На этот раз переводчица фыркает. Вечером, однако, Али признает правоту социальной работницы.
– Ей лучше знать, – говорит он со смирением человека, который уже ничего не понимает.
Ребенка назвали Клодом, и когда Наима позже попытается составить список своих дядей и тетей, ей будет казаться, что она играет в «найди лишнего», как в школьных тетрадках на каникулах: Хамид, Кадер, Далила, Клод, Хасен, Карима, Мохамед, Фатиха, Салим.

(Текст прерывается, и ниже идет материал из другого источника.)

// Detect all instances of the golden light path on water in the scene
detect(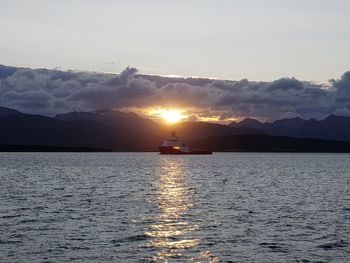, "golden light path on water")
[145,157,218,262]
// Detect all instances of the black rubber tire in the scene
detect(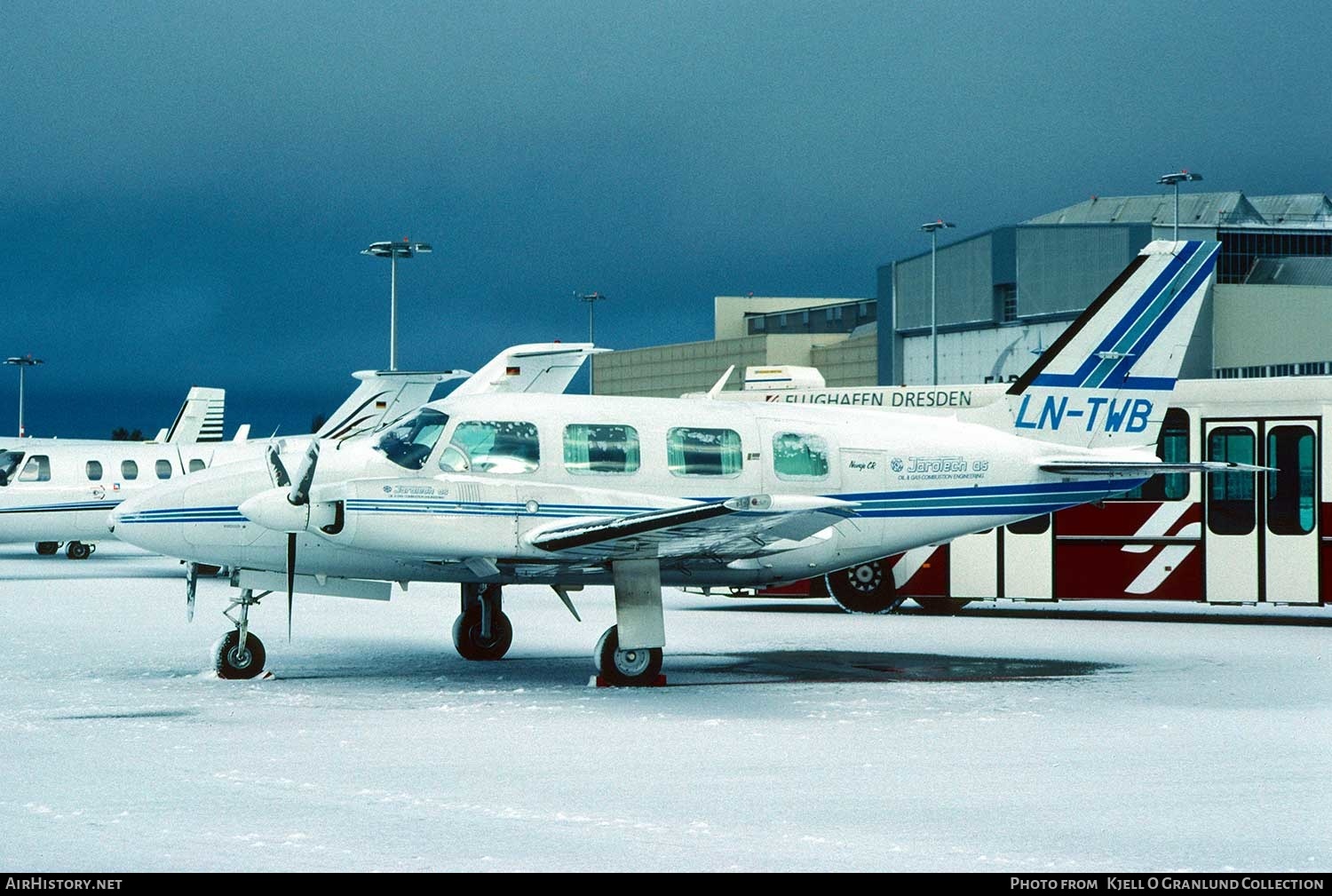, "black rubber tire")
[453,607,513,661]
[911,595,971,616]
[213,629,268,680]
[596,626,662,687]
[823,560,902,614]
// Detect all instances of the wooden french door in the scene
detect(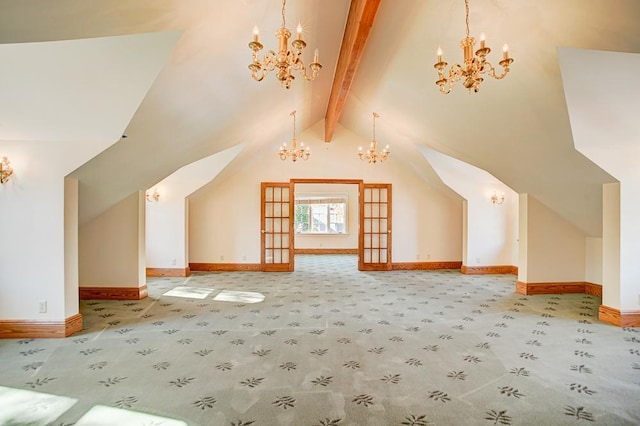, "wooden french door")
[260,182,294,271]
[358,183,391,271]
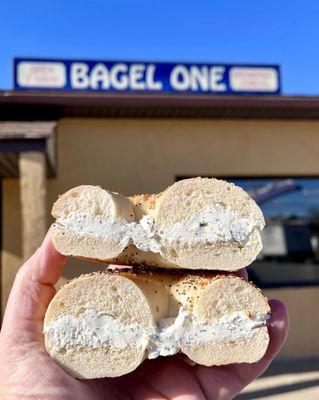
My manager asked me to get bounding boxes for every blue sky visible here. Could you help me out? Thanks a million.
[0,0,319,95]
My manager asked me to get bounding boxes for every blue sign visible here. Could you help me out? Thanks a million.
[14,58,280,94]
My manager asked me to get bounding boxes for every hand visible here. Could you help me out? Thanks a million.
[0,232,288,400]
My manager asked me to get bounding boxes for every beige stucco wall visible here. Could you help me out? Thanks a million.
[2,119,319,356]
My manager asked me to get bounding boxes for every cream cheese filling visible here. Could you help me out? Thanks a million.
[57,204,262,253]
[44,308,268,359]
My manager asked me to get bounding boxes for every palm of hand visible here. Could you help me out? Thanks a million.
[0,231,288,400]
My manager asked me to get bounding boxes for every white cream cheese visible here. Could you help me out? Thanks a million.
[57,204,261,253]
[44,308,268,359]
[44,310,147,349]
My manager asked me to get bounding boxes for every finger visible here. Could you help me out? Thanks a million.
[194,300,289,399]
[2,230,66,337]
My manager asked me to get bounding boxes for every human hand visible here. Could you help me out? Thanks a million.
[0,232,289,400]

Странная тут жизнь для семьи Али и для сотен других жителей «Дома Анны». Приятная – весной и в первый месяц осени, пекло – летом, долгая дрожь – зимой. Жизнь, прячущаяся за соснами.
– Кроме конторы по найму, – комментирует кто-то в архивном видео, снятом десять лет спустя, – я не знаю, кто вообще в курсе, что мы есть на свете.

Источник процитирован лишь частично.